Thursday, February 25, 2010

Hopeful

Justin stands smoking a cigarette (he's 8,) on the corner of Kemp and Kensington. He wears a tattered blue Adidas shirt, black jeans, the right leg ripped from knee to ankle, and sneakers 3 sizes too big. He picks up a medium size rock, weighs it in his hand with a slight jostle, he then turns toward the garage behind him and throws, as hard as he can, squarely hitting the one remaining window. He laughs with the sound of shattering glass. His mother and some man he just met this morning come out of the house next to him, mother shouting, man with beer in one hand, cigarette in the other.

"What the hell do you think you're doing?" His mother yells.

Justin just stares at her.

"Get in this fucking house right now!"

On his way into the house he grabs the beer out of the mans hand, takes a long drink, and while returning it asks, "Hey man, can I have a cigarette?"

The man, nearly as tall as the door frame, tattoos peeking out from the edges of his clothes looks at the boy, then at the boys mother, she shrugs her shoulders. The man takes out his pack of Marlboro Reds, opens the top and tips two cigarettes into the boys waiting hand.

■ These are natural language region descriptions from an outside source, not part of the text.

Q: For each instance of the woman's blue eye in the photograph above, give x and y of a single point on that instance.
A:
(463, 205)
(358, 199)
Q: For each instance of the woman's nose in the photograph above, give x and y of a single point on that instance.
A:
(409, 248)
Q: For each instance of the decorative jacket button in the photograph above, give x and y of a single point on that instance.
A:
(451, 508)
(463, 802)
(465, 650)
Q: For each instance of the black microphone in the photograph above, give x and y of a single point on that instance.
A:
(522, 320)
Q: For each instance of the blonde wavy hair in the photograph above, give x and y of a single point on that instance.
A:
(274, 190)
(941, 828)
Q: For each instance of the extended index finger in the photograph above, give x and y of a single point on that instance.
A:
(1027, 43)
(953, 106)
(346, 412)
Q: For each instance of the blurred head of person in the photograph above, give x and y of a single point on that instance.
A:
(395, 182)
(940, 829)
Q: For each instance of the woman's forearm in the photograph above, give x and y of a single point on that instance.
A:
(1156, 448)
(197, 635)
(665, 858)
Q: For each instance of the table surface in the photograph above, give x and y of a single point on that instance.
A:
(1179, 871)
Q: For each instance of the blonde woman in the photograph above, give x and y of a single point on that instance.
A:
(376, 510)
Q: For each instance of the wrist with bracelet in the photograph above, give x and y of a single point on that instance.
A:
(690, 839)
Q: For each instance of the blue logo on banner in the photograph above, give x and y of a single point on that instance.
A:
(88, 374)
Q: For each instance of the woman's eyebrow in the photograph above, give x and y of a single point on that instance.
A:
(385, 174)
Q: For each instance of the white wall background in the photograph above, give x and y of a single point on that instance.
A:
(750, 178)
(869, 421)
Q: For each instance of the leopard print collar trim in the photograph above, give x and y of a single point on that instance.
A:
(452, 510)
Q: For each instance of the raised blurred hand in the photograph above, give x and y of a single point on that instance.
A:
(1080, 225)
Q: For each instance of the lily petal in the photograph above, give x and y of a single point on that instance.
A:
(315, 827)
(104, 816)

"Really, two?" Asks Justin.

As Justin walks into the house, toward his hovel-like room he holds back the tears welling up in his eyes. This is the nicest one who's come along, he thinks to himself, I hope he stays awhile.

Sunday, February 14, 2010

Here it is again

That feeling of oblivion. The sense that something quick is at my heels, waiting for the moment I lessen my step. The dark corners creep ever closer. Something's got to give, and I'm not sure what it is; my soul perhaps, maybe my mind. Fuck. I have felt this dread so many times before, the first time I was 4; I thought that this feeling meant fire. Flames to engulf my life. It still manifests as fire, I thought I had come to terms though. Thought something within me had an understanding. Not the case. It seems the only reasonable thing to take the air out of me, my spirit, needs to be quelled, turned into something, something different, something dangerous, something that burns. I'm afraid of the dark these days, afraid of the things I can feel, but can't see. Afraid of the wind that brings me sounds of another world, one I have only one foot in. But where does that other foot reside? I feel but a shell, walking as if I belong, knowing I do not. I can't make sense of it anymore, the harder I reach, the further it retreats. Glass is beautiful, especially when shattered, fire can shatter glass. Chaos. Heat. Flame. Air. Hotter. Destroy. A cycle I no longer wish to engage in, no matter how familiar. When does the air run out so the fire will stop?